Shortcut: The “What is Whisky” case
Name: “What is Whisky?” A huge lawsuit in which the single malt (or “self”) whisky industry lost emphatically to the blended whisky industry.
Age: We’re talking turn of the Century. Nineteenth and Twentieth, that is.
Appearance: That bashful blush when a cunning plan has backfired spectacularly.
Who started it? The Irish. Sort of. It’s complicated. Four of Dublin’s biggest pot still distillers, joined forces to lay down the law (as they saw it) in Truths About Whisky, published in 1878. Thing is, their distillation method was also used in Scotland at the time…
So, we have the pot still purists on one side. Who were they against? Everyone else, really. Specifically, the Irish and the Scotch blended whisky industries. Determined to ostracise the blenders, the purists launched a highly publicised and righteous campaign claiming that blended whisky wasn’t really whisky at all.
Why wasn’t it whisky? Because they said so.
Were they right to say that? Therein lies the problem. At the time, there was no formal definition of the spirit. The 1875 Sales of Food and Drugs Act was the only piece of legislation to safeguard whisky drinkers.
What a headache. That’s where your wrong, actually. “Not a headache in a gallon” was the notorious claim of the Cambus pure patent still Scotch grain whisky ad that appeared on the front-page of the Daily Mail.

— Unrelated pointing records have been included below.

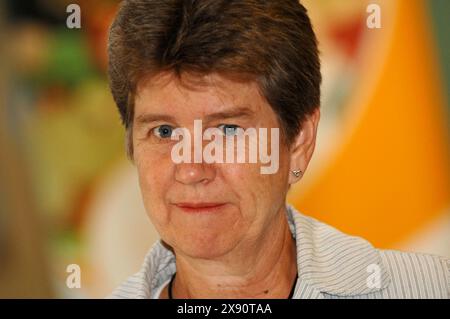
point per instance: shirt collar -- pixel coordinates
(331, 262)
(328, 262)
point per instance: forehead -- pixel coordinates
(196, 95)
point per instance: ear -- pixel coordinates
(302, 149)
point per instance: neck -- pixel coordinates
(265, 268)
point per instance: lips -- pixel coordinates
(200, 207)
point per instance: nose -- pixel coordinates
(194, 173)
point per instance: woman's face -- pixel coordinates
(244, 202)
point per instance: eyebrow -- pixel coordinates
(233, 113)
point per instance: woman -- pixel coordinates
(237, 67)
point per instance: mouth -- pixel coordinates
(200, 207)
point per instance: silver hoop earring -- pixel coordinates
(297, 173)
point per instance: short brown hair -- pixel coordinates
(270, 40)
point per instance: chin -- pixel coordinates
(205, 247)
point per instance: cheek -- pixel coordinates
(154, 173)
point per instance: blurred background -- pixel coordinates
(68, 195)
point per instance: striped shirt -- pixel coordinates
(330, 265)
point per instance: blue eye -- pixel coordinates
(229, 130)
(163, 131)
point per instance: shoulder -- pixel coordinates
(339, 265)
(416, 275)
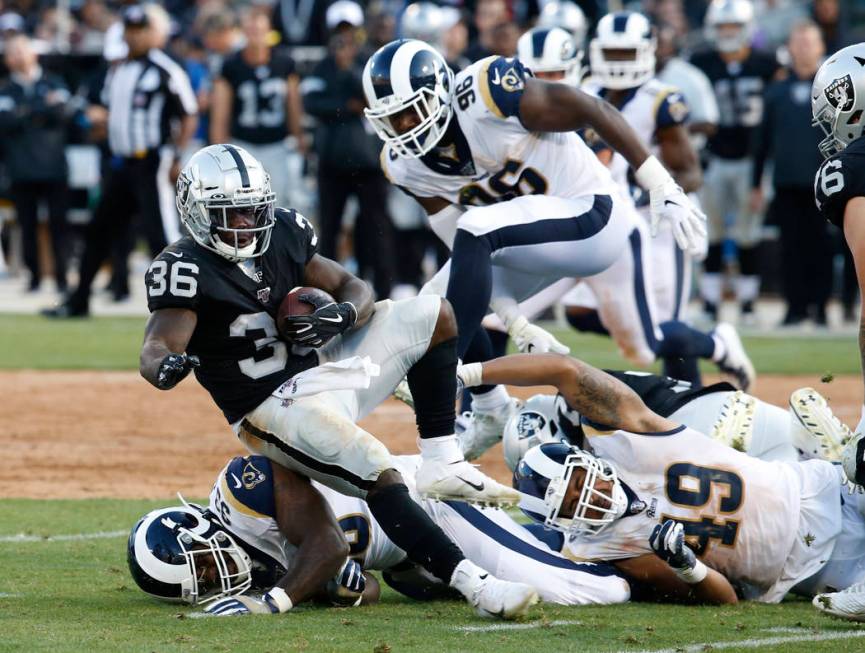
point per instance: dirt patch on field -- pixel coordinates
(110, 434)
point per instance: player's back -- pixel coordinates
(492, 156)
(740, 514)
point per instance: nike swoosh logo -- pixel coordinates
(478, 486)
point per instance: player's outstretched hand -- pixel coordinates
(668, 201)
(317, 328)
(173, 369)
(532, 339)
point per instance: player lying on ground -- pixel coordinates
(296, 399)
(289, 532)
(764, 528)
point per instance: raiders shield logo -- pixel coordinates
(840, 93)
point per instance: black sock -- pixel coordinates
(412, 530)
(433, 384)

That doesn’t seem very responsible. Not a grain of truth, you might say. Anyway, that’s beside the point. The tale takes a turn to the London Borough of Islington.
I didn’t see that coming. Nobody did. In an unprecedented move, local magistrate Edward Snow Fordham fined two publicans £100 each for serving their Islington customers “poor quality” whisky containing 90 per cent grain spirit that was no more than one year old.
Fordham was a purist? Correct. He decreed that whether grain or malt, unless made in a pot still, whisky could not be called whisky.
Purer than pure. What did the blenders make of that? They were understandably furious and appealed, hence the Royal Commission of 1908. After much debate (in some 37 sittings), it was decided that grain whisky – and therefore blended Scotch whisky – could in fact be called whisky after all.
A big win for the blenders! Huge. Undoubtedly a significant development, the “What is Whisky” case in many ways shaped the whisky industry as we know it today.
Do say: Thank heavens for legal definitions.
Don’t say: Sometimes you have to take pot luck.